Reputation: 563
I am trying to use CountVectorizer from sklearn with a list of lists.
Lst=[['apple','peach','mango'],['apple','apple','mango']]
I would like the output to return the count of words in each list. For example:
0:apple:1
0:peach:1
0:mango:1
1:apple:2
1:peach:0
1:mango:1
or any other format.
I found this post that is similar to mine, but the answer wasn't complete.

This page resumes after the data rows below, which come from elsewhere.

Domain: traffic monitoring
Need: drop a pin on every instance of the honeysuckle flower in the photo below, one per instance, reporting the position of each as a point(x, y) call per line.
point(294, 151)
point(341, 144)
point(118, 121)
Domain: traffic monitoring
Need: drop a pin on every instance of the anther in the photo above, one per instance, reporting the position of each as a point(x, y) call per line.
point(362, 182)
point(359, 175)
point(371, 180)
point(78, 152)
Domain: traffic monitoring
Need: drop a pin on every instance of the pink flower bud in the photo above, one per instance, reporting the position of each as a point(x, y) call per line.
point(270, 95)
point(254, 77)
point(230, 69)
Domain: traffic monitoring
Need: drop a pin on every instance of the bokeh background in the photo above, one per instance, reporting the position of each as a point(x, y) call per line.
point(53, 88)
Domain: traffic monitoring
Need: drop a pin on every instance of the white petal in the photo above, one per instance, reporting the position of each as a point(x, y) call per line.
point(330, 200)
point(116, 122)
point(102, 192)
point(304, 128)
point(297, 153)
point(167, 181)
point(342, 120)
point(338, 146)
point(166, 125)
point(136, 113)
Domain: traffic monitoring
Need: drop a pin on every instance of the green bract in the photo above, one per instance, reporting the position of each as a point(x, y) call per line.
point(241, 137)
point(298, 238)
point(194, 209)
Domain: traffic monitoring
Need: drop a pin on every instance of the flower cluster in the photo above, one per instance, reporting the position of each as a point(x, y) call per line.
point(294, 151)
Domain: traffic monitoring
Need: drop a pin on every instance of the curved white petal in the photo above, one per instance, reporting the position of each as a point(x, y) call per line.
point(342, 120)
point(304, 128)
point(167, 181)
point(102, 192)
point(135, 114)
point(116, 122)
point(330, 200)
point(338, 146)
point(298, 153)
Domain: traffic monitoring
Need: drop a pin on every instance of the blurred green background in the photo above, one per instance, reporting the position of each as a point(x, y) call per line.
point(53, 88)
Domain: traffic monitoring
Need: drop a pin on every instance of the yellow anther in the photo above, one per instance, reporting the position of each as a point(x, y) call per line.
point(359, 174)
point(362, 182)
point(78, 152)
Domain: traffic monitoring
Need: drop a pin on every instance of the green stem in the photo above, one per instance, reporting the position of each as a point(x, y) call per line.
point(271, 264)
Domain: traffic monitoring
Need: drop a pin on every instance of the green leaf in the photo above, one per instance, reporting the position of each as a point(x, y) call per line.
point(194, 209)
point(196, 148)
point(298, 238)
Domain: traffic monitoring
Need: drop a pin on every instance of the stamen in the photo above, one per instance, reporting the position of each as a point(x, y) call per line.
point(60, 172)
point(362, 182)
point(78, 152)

How should I vectorize the following list of lists with scikit learn?
Any help is appreciated.
Upvotes: 0
Views: 274
Reputation: 5785
Try this, using Counter
>>> from collections import Counter
>>> lst=[['apple','peach','mango'],['apple','apple','mango']]
Output:
>>> {i:Counter(v) for i,v in enumerate(lst)}
{0: Counter({'apple': 1, 'peach': 1, 'mango': 1}),
1: Counter({'apple': 2, 'mango': 1})}
To get in the expected format(in list)
>>> [[i, obj, count] for i,v in enumerate(lst) for obj,count in Counter(v).items()]
[[0, 'apple', 1],
[0, 'peach', 1],
[0, 'mango', 1],
[1, 'apple', 2],
[1, 'mango', 1]]
Upvotes: 1